Das Barnabasevangelium in der Wikipedia
Ein Beispiel pseudonymer Meinungsmanipulation im Felde der Religionswissenschaft
von Daniel Alexander Erhorn
Im Rahmen wissenschaftlicher Beschäftigung mit dem Barnabasevangelium war mir vor Jahren schon der schlechte Zustand des deutschen Wikipedia-Artikels zu diesem Thema aufgefallen, der im Unterschied zu seinem englischen oder französischen Pendant nicht nur sehr lückenhaft war, sondern auch einen tendenziösen christlich-apologetischen Anstrich hatte, der sich über Jahre hinweg auch nie änderte.

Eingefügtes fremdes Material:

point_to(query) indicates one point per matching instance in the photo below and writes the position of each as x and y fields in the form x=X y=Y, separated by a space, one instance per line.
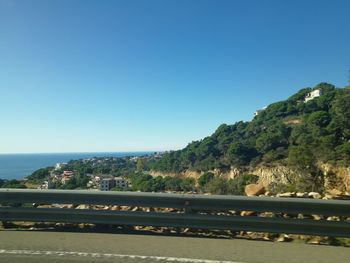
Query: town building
x=68 y=173
x=121 y=182
x=46 y=185
x=257 y=112
x=65 y=179
x=106 y=184
x=313 y=94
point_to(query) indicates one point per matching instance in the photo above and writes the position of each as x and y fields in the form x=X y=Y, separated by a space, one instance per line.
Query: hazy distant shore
x=18 y=166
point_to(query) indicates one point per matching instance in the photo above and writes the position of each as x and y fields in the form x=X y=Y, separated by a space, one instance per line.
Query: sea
x=18 y=166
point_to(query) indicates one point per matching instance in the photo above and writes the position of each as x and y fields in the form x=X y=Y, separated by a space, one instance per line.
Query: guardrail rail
x=194 y=211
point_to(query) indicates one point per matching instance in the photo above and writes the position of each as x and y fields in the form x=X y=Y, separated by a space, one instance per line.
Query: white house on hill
x=313 y=94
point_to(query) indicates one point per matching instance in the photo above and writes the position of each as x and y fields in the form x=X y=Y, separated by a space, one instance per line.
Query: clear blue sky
x=84 y=76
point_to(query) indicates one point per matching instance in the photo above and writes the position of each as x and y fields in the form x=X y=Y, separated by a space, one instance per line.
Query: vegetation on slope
x=290 y=132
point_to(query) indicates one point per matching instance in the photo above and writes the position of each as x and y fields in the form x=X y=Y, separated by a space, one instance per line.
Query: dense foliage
x=291 y=132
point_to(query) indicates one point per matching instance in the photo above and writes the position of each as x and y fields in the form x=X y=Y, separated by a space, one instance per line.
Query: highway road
x=37 y=246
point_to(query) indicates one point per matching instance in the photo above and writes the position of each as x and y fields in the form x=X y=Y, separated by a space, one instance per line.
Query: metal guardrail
x=198 y=211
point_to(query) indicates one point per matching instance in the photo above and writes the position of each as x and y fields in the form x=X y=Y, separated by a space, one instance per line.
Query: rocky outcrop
x=254 y=189
x=336 y=178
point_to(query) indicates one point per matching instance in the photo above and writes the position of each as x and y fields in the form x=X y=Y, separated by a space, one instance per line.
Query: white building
x=59 y=165
x=46 y=185
x=106 y=184
x=256 y=113
x=313 y=94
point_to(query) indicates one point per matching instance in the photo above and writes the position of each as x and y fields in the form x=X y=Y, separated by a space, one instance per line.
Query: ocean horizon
x=20 y=165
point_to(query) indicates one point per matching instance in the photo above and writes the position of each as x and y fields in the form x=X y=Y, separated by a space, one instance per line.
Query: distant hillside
x=295 y=132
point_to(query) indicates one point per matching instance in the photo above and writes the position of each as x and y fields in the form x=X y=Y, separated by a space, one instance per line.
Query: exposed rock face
x=335 y=177
x=276 y=174
x=254 y=189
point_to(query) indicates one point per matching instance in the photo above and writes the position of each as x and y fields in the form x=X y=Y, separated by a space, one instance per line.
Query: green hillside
x=290 y=132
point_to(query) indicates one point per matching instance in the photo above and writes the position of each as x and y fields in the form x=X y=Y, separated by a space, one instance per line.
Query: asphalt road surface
x=36 y=246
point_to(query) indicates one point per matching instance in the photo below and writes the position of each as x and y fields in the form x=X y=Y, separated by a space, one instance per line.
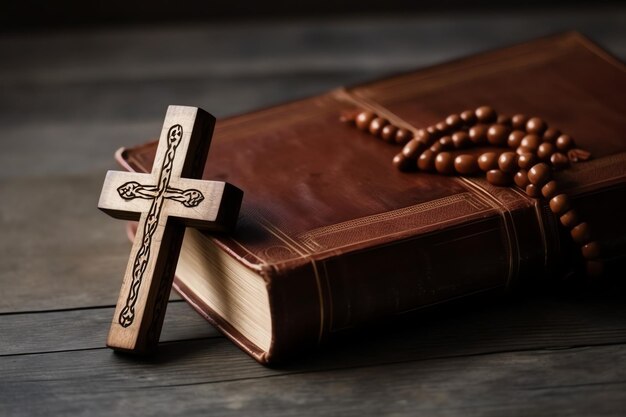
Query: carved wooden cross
x=164 y=202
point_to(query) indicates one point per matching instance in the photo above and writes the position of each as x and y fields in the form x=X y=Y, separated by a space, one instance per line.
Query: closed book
x=331 y=236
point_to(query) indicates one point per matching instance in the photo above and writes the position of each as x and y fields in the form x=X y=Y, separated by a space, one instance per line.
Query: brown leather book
x=331 y=236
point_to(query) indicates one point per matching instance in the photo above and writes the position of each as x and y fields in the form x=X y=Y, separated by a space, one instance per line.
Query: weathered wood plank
x=581 y=381
x=545 y=321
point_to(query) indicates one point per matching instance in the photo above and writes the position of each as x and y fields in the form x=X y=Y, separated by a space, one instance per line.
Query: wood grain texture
x=549 y=355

So listet der Artikel sehr ausführlich die „Hauptargumente gegen eine Frühdatierung“ auf, verliert jedoch kein einziges Wort über die von einschlägiger Forschung vorgebrachten Argumente für eine dem Evangelium zugrundeliegende Grundschrift aus frühchristlicher Zeit. Fehlenden Quellenangaben zum Trotz konnte eine kurze Google-Suchanfrage unter dem Stichwort „Barnabasevangelium“ die Herkunft jener vorgeblichen „Hauptargumente“ klären, fand sich unter den Suchergebnissen doch ein Text, der 2004 vom „Institut für Islamfragen“ herausgegeben worden war.
Suggeriert der Name eines „Instituts für Islamfragen“, es handele sich bei ihm um eine akademische Einrichtung, welche unabhängige und objektiv-wissenschaftlich begründete Informationen über den Islam bereitstellt, so erweist sich dies als Täuschung, wenn als Träger dieser Einrichtung die „Evangelischen Allianzen in Deutschland, in Österreich und in der Schweiz“ benannt werden, deren Dachorganisation das evangelikale Missionsnetzwerk „World Evangelical Alliance“ (Weltweite Evangelische Allianz) mit Sitz in New York ist, eine Organisation, die beispielsweise einen Lobbyisten für die Vertretung ihrer Interessen am Deutschen Bundestag unterhält.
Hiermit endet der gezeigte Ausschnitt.